Deux levées de fonds auprès de business angels
Appelée « Clothparency » aux prémices de l’aventure, le nom « difficilement mémorisable » s’est transformé en « Clear Fashion » qui illustre « mieux la mission que nous portons » explique la cofondatrice. Après plusieurs séjours au sein d’incubateurs parisiens dont Makesense, une première levée de fonds de 400 000 euros en 2019auprès de business angels et la constitution d’une équipe de 10 collaborateurs, la société s’est établie à Marseille à la fin de l’été 2021. « On pouvait être un peu partout étant donné que l’on travaille avec 40% de marques internationales, que c’est une application… Marseille, c’est avant tout un choix personnel. » nous confie la rémoise d’origine.
A l’automne 2021, la start-up lève 2,8 millions d’euros auprès de la banque d’investissement publique (BPI) et de business angels du fonds Astérion Impact. « Ce sont des particuliers qui croient au projet et qui nous conseillent dans notre développement » affirme Marguerite qui reste l’actionnaire majoritaire à 61% avec son associée Rym. Parmi ces investisseurs, Clear Fashion compte plusieurs entrepreneurs renommés à l’instar de Lucie Basch, cofondatrice de Too Good To Go, Pierre Dubuc, cofondateur d’OpenClassRooms ou Francis Nappez, cofondateur de Blablacar. Aujourd’hui, la start-up évalue 450 marques que scrutent 250 000 utilisateurs. La levée de fonds lui a permis de « doubler les effectifs » passant de 10 à 22 salariés, basés à Marseille dans de nouveaux locaux de la place Lulli (6e arrondissement).
Une méthodologie construite pas à pas
Avant de lever plusieurs millions, Clear Fashion a mis au point une méthodologie complexe pour collecter, analyser les données et donner un score représentatif « pondéré sur les impacts réels de l’entreprise » sur la planète et la société. « Nous avons dû nous faire une place dans le secteur. Nous nous sommes entourés de 70 experts de tous les domaines à notre lancement », rembobine la jeune femme.
Suite à cette concertation et une étude de terrain auprès des consommateurs, un formulaire de 150 questions est élaboré pour brosser un tableau global de l’impact des entreprises textiles. « La force de notre méthodologie est de questionner l’ensemble de la chaîne de production, du fournisseur au distributeur. » soutient Marguerite Dorangeon. Cette méthodologie est « sans cesse améliorée » par une équipe en recherche et développement qui travaille avec un laboratoire partenaire. L’objectif étant d’avoir un maximum d’informations pour établir un score fiable qui puisse être, par la suite, commercialisé sous forme d’étiquettes dans les e-shop ou les boutiques des marques qui souhaitent attirer des consommateurs responsables.

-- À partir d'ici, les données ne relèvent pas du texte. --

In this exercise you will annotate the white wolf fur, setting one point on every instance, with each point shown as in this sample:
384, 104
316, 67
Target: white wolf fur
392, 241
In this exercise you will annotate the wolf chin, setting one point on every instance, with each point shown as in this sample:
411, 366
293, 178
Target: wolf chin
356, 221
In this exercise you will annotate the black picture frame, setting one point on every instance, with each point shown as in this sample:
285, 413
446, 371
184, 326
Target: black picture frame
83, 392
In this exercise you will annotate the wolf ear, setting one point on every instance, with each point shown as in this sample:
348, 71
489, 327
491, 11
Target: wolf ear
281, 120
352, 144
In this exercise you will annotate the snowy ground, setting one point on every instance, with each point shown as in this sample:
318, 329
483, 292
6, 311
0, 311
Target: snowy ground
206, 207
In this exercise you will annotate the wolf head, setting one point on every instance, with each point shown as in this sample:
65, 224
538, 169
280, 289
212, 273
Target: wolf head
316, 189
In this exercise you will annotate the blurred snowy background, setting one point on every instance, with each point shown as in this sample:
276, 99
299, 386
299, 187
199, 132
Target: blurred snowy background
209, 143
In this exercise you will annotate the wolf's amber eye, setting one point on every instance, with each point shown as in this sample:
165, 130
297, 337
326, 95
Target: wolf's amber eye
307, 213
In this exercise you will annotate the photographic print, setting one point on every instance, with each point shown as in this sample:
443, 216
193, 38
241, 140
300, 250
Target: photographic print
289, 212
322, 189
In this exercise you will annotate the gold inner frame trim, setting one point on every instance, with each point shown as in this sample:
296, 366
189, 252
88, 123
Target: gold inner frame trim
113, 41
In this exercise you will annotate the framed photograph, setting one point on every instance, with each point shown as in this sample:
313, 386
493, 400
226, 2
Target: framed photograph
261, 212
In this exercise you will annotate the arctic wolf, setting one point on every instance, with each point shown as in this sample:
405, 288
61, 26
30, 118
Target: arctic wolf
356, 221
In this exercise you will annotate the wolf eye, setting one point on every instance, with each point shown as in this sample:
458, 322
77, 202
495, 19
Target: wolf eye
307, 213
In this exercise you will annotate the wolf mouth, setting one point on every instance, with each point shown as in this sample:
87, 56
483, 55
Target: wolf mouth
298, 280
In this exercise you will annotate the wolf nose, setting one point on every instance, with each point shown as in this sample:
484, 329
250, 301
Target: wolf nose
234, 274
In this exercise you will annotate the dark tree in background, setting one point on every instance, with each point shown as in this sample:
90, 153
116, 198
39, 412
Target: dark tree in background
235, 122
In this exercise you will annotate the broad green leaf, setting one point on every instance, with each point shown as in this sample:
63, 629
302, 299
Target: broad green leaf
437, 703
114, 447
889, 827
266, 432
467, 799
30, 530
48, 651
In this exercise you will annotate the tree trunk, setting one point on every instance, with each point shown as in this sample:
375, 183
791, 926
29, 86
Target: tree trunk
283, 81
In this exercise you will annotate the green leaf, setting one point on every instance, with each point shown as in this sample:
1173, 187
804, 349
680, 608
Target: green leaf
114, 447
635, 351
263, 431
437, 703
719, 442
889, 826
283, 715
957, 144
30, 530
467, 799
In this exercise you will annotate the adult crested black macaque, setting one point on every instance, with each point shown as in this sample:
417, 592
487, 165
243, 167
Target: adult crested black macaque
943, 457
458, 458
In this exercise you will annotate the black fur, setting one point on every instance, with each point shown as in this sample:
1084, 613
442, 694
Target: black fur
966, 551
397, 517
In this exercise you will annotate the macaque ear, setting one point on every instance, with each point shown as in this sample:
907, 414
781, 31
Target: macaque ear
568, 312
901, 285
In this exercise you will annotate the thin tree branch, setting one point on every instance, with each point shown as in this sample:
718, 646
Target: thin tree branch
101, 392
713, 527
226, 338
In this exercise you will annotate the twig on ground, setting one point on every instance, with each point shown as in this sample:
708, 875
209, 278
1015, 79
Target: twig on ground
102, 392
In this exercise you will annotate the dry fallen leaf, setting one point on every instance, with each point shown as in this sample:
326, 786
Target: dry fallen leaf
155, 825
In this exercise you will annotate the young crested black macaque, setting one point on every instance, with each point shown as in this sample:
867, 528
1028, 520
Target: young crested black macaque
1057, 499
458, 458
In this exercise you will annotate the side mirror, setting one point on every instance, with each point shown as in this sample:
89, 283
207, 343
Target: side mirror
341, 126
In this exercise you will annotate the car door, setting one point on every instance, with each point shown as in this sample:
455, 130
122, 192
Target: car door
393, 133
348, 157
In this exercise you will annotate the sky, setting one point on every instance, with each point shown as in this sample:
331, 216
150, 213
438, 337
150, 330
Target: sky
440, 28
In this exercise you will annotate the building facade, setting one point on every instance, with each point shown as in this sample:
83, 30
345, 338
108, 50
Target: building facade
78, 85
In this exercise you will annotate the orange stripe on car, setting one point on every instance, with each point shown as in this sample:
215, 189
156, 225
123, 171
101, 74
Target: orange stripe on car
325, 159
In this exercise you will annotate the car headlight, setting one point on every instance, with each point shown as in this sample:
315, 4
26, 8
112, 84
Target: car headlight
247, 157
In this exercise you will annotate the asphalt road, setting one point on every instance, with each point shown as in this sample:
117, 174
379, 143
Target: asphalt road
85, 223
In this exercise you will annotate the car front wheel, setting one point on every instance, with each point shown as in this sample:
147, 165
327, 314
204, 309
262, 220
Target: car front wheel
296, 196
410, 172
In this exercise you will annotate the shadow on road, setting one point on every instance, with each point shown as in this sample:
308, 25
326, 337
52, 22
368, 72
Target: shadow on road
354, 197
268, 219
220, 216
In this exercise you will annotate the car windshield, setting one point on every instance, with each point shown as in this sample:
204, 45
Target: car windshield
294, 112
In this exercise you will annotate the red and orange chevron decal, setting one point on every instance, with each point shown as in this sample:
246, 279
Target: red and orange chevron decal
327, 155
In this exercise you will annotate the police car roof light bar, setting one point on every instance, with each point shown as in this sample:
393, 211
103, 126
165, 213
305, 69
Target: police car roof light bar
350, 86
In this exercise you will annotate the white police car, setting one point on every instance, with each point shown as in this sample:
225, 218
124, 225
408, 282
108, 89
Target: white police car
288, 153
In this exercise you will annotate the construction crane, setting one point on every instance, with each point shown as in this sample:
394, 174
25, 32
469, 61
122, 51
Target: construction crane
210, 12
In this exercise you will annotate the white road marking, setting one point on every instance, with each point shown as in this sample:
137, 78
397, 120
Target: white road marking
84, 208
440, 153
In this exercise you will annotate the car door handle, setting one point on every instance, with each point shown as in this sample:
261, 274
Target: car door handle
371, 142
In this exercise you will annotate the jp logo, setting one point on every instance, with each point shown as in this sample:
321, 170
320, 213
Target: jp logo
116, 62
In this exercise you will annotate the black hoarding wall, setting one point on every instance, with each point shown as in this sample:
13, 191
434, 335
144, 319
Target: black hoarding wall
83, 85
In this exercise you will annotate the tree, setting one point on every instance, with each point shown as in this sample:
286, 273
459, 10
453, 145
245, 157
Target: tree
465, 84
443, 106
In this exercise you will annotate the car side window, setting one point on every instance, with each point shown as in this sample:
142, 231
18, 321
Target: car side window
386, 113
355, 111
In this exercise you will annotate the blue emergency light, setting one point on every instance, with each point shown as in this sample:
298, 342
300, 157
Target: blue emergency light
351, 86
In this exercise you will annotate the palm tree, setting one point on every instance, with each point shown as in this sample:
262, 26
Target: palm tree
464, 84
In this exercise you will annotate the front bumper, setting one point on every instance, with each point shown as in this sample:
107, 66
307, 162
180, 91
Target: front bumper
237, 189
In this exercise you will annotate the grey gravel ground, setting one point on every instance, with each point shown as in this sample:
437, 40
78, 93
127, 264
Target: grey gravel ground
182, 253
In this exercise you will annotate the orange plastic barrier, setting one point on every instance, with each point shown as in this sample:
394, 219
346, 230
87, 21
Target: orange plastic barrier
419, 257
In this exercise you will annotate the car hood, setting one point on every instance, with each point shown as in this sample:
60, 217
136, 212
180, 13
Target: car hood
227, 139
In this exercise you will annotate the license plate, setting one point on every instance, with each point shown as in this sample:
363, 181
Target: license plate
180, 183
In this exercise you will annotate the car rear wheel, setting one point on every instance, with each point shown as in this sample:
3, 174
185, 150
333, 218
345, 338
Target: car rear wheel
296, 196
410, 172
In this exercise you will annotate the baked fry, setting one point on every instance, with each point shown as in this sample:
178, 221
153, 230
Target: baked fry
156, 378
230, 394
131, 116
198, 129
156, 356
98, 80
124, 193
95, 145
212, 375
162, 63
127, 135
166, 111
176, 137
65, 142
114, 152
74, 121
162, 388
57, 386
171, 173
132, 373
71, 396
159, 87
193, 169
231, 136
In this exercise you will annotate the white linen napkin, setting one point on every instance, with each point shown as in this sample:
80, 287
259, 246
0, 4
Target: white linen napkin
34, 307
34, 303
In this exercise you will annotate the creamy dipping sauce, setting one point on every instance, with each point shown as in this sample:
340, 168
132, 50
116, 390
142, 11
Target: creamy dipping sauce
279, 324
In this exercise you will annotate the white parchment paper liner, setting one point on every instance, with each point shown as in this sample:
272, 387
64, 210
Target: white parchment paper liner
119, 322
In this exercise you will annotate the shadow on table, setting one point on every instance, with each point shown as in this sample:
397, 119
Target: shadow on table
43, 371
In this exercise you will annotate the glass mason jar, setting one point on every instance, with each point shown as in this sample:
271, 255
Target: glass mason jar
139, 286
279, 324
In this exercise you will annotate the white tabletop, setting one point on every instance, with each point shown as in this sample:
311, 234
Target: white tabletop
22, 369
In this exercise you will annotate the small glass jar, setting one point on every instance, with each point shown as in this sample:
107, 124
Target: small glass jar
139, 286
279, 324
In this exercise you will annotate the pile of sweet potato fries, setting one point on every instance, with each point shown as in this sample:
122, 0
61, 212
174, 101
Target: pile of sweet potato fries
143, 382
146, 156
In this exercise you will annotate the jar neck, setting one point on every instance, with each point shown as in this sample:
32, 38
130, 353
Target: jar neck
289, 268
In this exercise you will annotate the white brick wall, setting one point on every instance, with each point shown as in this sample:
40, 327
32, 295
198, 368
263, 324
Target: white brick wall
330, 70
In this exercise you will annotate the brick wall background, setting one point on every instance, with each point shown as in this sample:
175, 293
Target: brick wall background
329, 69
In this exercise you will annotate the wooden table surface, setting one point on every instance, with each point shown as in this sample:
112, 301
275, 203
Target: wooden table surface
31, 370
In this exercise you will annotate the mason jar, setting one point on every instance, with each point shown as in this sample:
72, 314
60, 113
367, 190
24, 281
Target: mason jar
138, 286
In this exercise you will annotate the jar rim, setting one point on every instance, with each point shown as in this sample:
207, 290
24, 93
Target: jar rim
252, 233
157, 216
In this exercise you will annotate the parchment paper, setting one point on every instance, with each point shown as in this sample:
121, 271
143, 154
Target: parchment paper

Démocratiser le « Clear Fashion Score »
Les cofondatrices entendent diffuser plus largement ce score sous forme d’étiquette afin de trouver des débouchés de chiffre d’affaires dont le montant « naissant » n’a pas souhaité être communiqué. « Nous l’avons lancé fin 2021 mais notre objectif pour 2022 est d’accélérer cette diffusion. Nous sommes en discussion avec beaucoup d’acteurs intéressés pour afficher ce score » avance Marguerite.
Pour utiliser le score Clear Fashion, les marques payeront des droits d’auteurs à la start-up pour la méthodologie utilisée et les heures de travail consacrées. Néanmoins, Marguerite Dorangeon rappelle l’indépendance des évaluations qui restent « totalement décorélées de toute participation financière ». L’évaluation reste gratuite donc, et l’affichage du score en boutique ou sur le e-shop devient monnayable. Marguerite semble pourtant désintéressée des profits générés. Son rêve : faire que le score Clear Fashion soit disponible pour tous les vêtements et sensibiliser un maximum de consommateurs dans le monde. Pour ce faire, l’entrepreneure table sur « un développement à l’international dès 2023. »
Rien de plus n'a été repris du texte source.